1984 Scorecard Vote
In 1983 the Federal Energy Regulatory Commission (FERC) voted to allow private utilities under its jurisdiction to add 50% of the costs of new power plant construction to their rate base when billing customers. In effect this forced consumers to provide interest free loans to utilities for construction work in progress (CWIP) even if the new plants were never completed. Environmentalists objected to this because it gave the utilities a bias toward energy production instead of energy conservation. The utilities could pass on the costs of new power plants to customers, and even make a profit on the extra power sold, but they had no similar incentive to save energy through conservation measures, even when conservation was cheaper and better environmentally.

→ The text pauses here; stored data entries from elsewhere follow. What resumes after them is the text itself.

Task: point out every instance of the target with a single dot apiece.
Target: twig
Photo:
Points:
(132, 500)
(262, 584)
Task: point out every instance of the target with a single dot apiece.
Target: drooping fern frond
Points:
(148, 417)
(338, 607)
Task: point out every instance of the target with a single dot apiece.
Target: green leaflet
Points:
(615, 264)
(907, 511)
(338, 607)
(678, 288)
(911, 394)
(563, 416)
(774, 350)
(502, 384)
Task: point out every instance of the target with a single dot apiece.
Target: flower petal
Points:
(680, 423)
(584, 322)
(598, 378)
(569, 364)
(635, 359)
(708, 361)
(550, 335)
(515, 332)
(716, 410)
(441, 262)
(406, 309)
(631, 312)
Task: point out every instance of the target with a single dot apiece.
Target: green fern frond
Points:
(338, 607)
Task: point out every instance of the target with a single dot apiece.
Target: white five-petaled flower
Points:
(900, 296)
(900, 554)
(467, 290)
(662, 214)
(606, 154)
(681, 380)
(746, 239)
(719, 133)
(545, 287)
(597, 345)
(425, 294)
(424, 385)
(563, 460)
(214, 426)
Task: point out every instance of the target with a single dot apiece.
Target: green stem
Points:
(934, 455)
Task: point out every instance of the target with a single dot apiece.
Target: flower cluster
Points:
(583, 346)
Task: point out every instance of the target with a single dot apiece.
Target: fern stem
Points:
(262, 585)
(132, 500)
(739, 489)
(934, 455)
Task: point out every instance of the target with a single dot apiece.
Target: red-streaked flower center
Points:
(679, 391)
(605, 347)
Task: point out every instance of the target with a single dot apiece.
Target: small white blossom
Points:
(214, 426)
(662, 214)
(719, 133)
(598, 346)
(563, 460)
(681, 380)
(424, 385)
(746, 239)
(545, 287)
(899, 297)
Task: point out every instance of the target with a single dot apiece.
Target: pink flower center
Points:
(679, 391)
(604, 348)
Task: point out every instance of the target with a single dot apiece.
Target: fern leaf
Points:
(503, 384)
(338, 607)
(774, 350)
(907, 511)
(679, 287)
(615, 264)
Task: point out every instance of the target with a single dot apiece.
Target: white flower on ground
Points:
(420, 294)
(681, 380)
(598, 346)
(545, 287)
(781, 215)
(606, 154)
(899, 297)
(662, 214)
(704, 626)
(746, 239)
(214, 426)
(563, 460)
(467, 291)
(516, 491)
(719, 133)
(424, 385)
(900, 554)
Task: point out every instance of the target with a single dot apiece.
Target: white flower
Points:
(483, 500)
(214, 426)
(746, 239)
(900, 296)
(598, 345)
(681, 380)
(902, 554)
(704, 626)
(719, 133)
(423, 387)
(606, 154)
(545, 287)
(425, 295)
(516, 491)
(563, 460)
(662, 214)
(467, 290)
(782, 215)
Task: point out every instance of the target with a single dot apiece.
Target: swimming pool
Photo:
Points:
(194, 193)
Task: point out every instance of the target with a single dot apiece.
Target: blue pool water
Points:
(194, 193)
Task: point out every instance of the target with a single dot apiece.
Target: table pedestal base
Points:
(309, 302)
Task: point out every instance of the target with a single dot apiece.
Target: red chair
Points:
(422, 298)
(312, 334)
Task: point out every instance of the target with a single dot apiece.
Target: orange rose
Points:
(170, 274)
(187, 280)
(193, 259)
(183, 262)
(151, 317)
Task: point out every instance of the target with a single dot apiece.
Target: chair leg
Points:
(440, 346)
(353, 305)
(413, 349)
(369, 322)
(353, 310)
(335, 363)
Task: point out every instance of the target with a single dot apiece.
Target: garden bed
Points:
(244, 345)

Environmentalists supported a House proposal to limit the CWIP arrangement to financially pressured utilities which could not otherwise meet new construction costs. Such utilities would also have to show that a new power plant represented the cheapest alternative for meeting energy needs, when compared to conservation or solar power.
This vote was on the Moorhead substitute to the bill, which would have allowed the old FERC rule on construction work in progress to continue unchanged. Moorhead substitute rejected 135-267; February 8, 1984. NO is the pro-environmental vote. (Moorhead substitute to H.R. 555, the Construction Work in Progress Policy Act.) The Reagan Administration supported the Moorhead substitute. Even though it lost in the House, the old FERC rule remains in effect because the Senate failed to act on the issue of construction work in progress.